After a decade working in the wine industry, Christopher Anderson stopped focusing on what most people see—the bottle, the branding, the experience—and started paying attention to what most people never do.
The backend.
What he found wasn’t a marketing problem or a sales problem. It was compliance.
Every winery selling direct-to-consumer in the United States operates inside a fragmented system shaped by decades-old regulations. Each state has its own rules governing taxes, reporting, and licensing. For wineries shipping across state lines, that can mean navigating up to 48 different regulatory environments at once. The result is a process that consumes dozens of hours every month and, in some cases, costs more than $170,000 a year just to stay compliant.
It’s not work that grows the business. It’s work required to keep it running.
Anderson saw that gap clearly because he had lived inside it. After years in wine, followed by time in tech and earning an MBA in information security, he was pulled back into the industry to help solve a compliance issue for a major direct-to-consumer shipper. What started as a one-off problem quickly revealed itself as something much bigger.
The system wasn’t just inefficient. It was fundamentally broken.
So he built Compliancevine, the core product from Joy of Wine, a platform designed to automate the reporting process that wineries were handling manually. Instead of spending days reconciling data, calculating taxes, and formatting reports for different states, wineries can now complete that work in minutes. The product isn’t consumer-facing, and it doesn’t try to be. It sits underneath the business, quietly removing friction from one of the most painful parts of operating in the industry.
That positioning is intentional.
Anderson’s original idea wasn’t compliance software. It was an AI sommelier—a tool to help consumers discover wine based on their personal taste. It was compelling, and it opened doors. But when he started talking with experienced investors and operators, the feedback was consistent: the sommelier was interesting, but compliance was essential.
One was a feature. The other was a business.
That distinction drove the pivot.
Today, Compliancevine reflects a broader principle that shows up across successful startups: companies that solve urgent problems win. Wineries might want better ways to discover and recommend wine, but they need a way to manage compliance. The difference between those two is what separates ideas from companies that scale.

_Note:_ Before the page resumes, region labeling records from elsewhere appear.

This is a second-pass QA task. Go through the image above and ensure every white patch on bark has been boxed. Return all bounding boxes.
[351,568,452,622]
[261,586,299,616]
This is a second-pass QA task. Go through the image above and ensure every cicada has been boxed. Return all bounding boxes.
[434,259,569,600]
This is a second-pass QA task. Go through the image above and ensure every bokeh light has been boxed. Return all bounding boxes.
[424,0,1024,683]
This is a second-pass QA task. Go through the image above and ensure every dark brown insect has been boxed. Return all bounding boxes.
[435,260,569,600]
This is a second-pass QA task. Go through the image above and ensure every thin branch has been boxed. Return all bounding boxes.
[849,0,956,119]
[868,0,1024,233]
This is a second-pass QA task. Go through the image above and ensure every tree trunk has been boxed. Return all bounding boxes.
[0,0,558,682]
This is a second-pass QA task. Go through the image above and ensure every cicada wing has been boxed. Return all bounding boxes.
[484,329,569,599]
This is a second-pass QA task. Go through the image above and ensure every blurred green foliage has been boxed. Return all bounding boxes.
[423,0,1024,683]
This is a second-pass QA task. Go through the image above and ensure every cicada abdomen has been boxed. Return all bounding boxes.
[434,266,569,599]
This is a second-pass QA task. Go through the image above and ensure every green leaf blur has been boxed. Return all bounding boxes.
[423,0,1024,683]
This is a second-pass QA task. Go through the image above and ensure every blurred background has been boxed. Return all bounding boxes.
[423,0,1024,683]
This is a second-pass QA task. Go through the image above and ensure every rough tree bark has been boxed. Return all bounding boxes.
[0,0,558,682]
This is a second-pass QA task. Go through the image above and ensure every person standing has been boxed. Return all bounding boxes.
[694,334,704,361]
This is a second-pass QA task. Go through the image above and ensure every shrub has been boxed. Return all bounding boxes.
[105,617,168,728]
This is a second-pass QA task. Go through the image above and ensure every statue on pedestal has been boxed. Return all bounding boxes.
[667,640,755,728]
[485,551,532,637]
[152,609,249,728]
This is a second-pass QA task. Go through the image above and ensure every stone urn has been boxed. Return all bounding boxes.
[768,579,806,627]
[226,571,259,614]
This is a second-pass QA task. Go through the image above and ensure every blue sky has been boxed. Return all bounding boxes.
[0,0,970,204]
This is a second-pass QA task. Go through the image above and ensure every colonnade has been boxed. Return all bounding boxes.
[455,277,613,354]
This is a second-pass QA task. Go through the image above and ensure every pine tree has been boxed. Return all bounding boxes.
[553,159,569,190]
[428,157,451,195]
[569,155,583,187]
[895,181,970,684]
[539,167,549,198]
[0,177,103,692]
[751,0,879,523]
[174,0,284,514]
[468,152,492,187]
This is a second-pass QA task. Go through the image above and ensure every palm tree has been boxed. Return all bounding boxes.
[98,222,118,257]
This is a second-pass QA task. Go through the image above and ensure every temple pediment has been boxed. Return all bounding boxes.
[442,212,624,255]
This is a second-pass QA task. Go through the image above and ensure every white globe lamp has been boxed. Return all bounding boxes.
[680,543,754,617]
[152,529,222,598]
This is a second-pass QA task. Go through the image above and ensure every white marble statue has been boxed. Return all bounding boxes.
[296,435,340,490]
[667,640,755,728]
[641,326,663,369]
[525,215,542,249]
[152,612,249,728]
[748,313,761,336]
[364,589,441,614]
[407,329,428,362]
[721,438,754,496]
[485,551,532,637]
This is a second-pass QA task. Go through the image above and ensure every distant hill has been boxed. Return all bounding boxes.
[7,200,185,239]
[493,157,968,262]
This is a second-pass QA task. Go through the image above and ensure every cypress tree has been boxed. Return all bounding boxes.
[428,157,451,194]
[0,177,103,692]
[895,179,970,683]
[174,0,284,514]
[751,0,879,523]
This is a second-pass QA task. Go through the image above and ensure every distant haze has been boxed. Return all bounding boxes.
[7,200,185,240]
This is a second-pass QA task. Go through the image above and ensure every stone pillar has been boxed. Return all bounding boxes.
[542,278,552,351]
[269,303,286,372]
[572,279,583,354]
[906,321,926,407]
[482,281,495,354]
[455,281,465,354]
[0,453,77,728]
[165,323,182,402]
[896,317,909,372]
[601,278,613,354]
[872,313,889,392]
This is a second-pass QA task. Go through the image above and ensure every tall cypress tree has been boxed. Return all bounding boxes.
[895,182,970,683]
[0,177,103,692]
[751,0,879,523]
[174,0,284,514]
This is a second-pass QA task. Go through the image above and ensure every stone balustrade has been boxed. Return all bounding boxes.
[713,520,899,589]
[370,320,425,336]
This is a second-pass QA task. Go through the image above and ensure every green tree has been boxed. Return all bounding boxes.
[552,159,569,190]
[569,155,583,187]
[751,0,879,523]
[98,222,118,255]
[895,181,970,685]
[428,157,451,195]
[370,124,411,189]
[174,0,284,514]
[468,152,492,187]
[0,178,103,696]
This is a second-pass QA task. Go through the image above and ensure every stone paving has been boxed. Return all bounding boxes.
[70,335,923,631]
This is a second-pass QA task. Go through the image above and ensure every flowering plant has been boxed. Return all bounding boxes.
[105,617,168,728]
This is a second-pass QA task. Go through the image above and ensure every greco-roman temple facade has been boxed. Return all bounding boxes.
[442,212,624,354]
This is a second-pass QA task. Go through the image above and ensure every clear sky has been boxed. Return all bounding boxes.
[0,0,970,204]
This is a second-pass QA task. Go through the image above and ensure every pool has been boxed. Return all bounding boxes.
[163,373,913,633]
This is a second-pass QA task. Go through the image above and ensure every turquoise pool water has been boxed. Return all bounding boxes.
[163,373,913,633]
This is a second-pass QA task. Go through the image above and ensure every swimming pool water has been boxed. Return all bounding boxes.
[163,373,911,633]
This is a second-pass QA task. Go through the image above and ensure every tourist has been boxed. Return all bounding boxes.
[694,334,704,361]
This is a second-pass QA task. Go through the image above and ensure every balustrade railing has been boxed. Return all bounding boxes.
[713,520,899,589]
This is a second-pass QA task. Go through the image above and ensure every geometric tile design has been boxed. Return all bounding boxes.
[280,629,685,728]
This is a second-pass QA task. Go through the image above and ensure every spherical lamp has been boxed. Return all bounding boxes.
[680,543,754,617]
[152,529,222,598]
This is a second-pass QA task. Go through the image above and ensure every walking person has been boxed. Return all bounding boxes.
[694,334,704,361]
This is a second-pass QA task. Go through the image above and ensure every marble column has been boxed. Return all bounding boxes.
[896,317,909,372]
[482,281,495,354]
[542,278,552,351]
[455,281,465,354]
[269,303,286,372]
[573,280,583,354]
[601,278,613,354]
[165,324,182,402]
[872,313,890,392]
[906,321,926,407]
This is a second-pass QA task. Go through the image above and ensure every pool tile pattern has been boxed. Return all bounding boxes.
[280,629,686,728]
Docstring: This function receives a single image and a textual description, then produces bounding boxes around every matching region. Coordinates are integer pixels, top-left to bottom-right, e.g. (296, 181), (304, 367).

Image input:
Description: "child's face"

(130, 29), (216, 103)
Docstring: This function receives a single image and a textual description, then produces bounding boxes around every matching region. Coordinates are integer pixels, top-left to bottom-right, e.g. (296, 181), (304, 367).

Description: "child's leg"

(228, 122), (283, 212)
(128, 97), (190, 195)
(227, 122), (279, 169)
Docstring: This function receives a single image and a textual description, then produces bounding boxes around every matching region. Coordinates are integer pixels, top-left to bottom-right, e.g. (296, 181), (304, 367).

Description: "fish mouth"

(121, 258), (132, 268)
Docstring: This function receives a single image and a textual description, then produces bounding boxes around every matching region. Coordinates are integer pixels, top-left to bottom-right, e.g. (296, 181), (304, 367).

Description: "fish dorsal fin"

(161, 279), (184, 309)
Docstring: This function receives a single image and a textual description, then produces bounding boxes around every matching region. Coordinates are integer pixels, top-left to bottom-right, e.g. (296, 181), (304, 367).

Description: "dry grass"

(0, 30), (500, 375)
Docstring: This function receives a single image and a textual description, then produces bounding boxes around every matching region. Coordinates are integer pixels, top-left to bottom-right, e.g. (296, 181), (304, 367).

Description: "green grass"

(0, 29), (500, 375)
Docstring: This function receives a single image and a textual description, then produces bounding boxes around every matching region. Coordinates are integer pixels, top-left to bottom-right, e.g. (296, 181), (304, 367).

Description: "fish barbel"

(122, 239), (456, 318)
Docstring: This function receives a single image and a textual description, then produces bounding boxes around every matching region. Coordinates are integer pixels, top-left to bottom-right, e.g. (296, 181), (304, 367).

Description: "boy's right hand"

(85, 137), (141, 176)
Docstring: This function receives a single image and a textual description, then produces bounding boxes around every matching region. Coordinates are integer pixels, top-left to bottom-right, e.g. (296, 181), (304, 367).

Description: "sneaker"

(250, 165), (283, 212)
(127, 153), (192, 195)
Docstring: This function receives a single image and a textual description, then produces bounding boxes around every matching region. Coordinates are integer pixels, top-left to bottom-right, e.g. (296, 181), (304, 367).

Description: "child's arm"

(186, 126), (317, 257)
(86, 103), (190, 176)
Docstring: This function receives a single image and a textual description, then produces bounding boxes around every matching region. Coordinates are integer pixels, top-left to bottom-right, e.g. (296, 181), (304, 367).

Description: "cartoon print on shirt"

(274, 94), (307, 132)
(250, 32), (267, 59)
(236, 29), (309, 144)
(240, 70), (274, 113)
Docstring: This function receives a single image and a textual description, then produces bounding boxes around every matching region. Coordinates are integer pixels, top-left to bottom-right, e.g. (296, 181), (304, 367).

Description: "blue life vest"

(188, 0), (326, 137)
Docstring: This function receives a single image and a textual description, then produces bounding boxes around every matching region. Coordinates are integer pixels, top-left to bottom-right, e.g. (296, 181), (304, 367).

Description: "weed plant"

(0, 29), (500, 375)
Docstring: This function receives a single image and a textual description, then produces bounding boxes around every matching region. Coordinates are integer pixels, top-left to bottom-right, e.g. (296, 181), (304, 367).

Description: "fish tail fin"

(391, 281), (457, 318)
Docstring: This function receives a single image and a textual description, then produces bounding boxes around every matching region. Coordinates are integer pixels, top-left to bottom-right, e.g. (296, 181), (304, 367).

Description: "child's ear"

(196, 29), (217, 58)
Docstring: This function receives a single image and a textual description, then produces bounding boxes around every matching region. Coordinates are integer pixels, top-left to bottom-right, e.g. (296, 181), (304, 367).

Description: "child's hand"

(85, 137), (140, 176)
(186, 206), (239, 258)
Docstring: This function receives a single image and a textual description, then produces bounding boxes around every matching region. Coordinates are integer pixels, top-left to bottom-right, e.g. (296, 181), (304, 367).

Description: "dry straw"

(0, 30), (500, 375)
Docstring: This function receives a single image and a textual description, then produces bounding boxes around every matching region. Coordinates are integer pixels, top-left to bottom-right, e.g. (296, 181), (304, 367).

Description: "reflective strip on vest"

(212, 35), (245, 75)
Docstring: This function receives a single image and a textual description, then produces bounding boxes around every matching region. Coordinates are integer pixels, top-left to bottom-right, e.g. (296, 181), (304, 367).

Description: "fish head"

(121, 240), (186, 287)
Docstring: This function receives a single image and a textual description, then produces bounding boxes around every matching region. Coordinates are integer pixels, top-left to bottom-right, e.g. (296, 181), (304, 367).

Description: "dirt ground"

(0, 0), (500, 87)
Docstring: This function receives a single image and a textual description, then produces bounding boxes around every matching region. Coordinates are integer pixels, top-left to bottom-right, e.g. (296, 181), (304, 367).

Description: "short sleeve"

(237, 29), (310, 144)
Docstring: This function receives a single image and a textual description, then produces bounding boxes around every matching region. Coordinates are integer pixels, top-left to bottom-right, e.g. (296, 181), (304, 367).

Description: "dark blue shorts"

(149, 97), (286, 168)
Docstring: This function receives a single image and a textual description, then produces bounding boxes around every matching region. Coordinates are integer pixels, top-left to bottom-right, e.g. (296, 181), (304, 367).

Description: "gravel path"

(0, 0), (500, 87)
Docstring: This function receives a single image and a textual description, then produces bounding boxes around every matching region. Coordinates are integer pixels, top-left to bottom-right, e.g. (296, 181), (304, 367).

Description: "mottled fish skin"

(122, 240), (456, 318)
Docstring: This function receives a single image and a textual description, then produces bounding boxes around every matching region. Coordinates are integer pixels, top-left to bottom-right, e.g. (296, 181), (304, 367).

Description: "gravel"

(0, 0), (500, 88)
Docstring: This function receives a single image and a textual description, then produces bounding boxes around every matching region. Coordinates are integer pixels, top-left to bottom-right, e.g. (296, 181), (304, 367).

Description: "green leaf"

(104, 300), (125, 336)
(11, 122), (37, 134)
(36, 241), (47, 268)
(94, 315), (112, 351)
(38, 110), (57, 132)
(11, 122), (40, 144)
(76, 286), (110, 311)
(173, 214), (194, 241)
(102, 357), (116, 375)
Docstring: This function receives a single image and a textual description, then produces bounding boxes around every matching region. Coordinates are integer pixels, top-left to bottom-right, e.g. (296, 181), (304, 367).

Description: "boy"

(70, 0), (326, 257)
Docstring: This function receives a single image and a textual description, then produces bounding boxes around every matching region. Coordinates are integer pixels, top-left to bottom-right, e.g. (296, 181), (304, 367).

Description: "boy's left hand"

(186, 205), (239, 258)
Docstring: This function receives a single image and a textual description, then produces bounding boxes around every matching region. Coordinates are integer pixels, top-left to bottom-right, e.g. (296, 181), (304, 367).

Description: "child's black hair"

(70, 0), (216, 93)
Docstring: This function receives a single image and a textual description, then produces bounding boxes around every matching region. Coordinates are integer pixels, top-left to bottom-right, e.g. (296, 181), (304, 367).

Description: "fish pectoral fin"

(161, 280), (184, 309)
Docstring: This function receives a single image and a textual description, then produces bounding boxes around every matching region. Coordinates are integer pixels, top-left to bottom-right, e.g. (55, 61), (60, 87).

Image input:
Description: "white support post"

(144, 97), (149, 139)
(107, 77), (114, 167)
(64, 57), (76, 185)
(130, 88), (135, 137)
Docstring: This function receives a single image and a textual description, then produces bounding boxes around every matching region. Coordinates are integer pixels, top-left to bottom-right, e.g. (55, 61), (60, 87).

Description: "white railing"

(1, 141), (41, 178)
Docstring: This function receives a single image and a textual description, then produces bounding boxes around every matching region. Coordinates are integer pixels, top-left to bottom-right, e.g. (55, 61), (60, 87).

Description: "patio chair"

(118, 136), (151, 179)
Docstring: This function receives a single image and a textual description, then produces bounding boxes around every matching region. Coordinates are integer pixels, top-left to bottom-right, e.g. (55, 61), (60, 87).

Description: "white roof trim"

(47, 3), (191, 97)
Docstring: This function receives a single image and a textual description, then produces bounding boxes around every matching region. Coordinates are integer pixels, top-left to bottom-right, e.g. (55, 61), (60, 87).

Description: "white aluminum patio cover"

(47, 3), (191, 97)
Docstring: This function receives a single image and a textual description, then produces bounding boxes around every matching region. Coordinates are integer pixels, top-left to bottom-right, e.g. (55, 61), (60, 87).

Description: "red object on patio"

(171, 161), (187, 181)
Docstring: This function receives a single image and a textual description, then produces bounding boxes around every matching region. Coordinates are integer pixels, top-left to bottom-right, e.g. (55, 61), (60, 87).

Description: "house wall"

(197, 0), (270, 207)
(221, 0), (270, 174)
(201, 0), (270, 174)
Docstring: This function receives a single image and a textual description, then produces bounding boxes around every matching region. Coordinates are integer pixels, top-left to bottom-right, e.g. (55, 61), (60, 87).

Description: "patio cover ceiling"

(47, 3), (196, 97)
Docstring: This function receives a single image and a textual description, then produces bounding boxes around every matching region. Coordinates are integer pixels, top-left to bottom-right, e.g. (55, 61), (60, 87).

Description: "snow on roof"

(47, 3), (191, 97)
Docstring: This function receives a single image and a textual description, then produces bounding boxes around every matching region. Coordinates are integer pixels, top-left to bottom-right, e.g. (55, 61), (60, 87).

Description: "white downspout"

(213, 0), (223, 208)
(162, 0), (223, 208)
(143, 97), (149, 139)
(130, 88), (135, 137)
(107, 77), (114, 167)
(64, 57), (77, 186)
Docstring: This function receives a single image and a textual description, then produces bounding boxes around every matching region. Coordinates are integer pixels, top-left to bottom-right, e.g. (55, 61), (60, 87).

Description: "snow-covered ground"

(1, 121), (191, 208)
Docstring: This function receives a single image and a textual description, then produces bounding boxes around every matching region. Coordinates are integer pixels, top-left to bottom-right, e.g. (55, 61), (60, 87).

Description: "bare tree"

While the initial focus is wine, the opportunity extends far beyond it. The same dynamics—fragmented regulation, manual processes, and high risk—exist in industries like alcohol, cannabis, finance, and healthcare. Solving compliance in one vertical creates a foundation that can expand into others.
That’s where the real business is.
Now part of 757 Accelerate, Anderson is building within a growing ecosystem of founders focused less on hype and more on execution. The story isn’t just about wine. It’s about identifying a problem that operators deal with every day and building something that makes it go away.
Because the biggest opportunities in business rarely sit on the surface.
They’re buried in the work no one wants to do.
This is what’s being built in Hampton Roads.
Real companies. Real problems. Real execution.